# Cheap Canon 300mm or 400mm do I Choose?



## PhotoShine (Mar 1, 2013)

I currently own FF and focal lengths 85mm and below

I was looking at Canon EF 400mm f/5.6L USM and EF 300mm f/4L IS USM to use for outdoor events. what is your experiences and advice. . . handheld, IQ, aperture difference, IS difference, etc.

I want the 400mm but the f5.6 and having no IS pushes me toward the 300mm. 

Thanks for your help


----------



## CarlTN (Mar 1, 2013)

*Re: Cheap Canon 300mm or 400mm*

I've rented both. The 400 is a bit sharper, but the 300 combined with a 1.4x TC would be ok...however, best of all would be a 100-400 zoom. It gives you the convenience of zoom, it gives you the same amount of IS as the 300 (2 stops)...and it very likely is close to, if not equal to, the sharpness of the 300 with 1.4x converter. The 300 alone is a bit sharper and a lot faster aperture than the zoom.

It really depends also on what you will be shooting, in how much light...and how fast the subject is moving.

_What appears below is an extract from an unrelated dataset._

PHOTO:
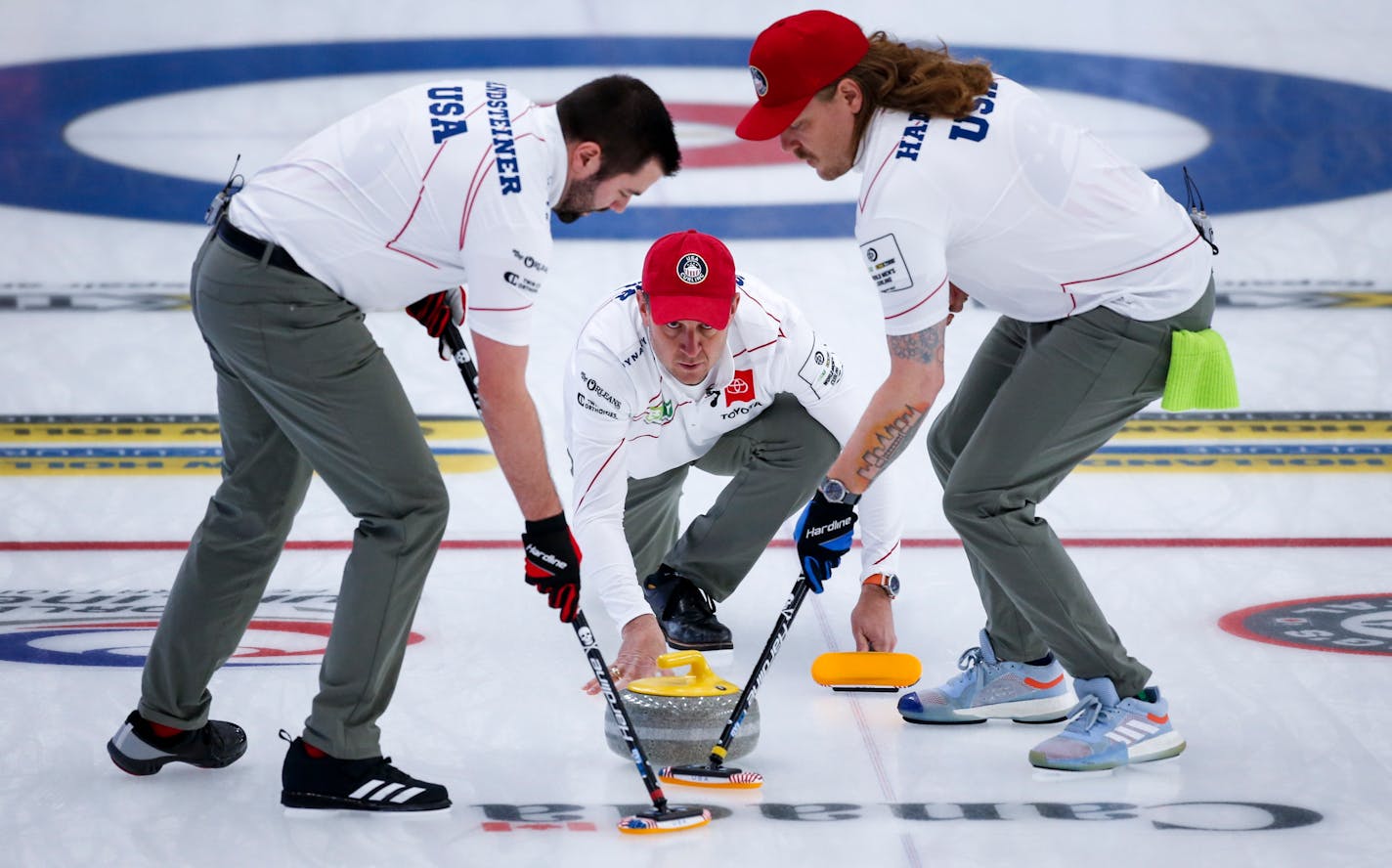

The only downside to the 100-400 that I have seen, is that its zoom "pumping" action tends to pump dust inside the lens. If you will be shooting in very dusty conditions, that alone would make me not want that zoom.

The 400 Canon prime lens, is difficult to use in less than very bright light, due to the lack of IS. I was however able to make it autofocus accurately in extremely dark light, but my camera's ISO quality wasn't up to the task.

I decided to order a Sigma 120-400 just today. I think, assuming I can get a good copy (and based on the pictures I have seen online), that the sharpness will be very comparable to the Canon zoom, for half the price. If however, I can't get a copy that doesn't have focus issues or other problems, I will work toward getting something else.

I hope Sigma or Canon will make a new lens category at some point. Such as an f/3.5 300, an f/5 400, or a zoom with limited range but fast aperture, such as a 250-450 f/5, or 200-350 f/4.5...all of which with stabilization. It's kind of annoying that telephoto lenses go from the $1500 range, to the $3500-$13,000 range...with nothing in between.


----------



## TexPhoto (Mar 1, 2013)

The 300 IS f4 is a great lens, and works really nicely with a 1.4X Extender to become a 420mm f5.6. Love mine.


----------



## helpful (Mar 1, 2013)

Are you shooting baseball and doing it mostly in the daylight? Go with the 400mm f/5.6. It will do much better for baseball outdoors.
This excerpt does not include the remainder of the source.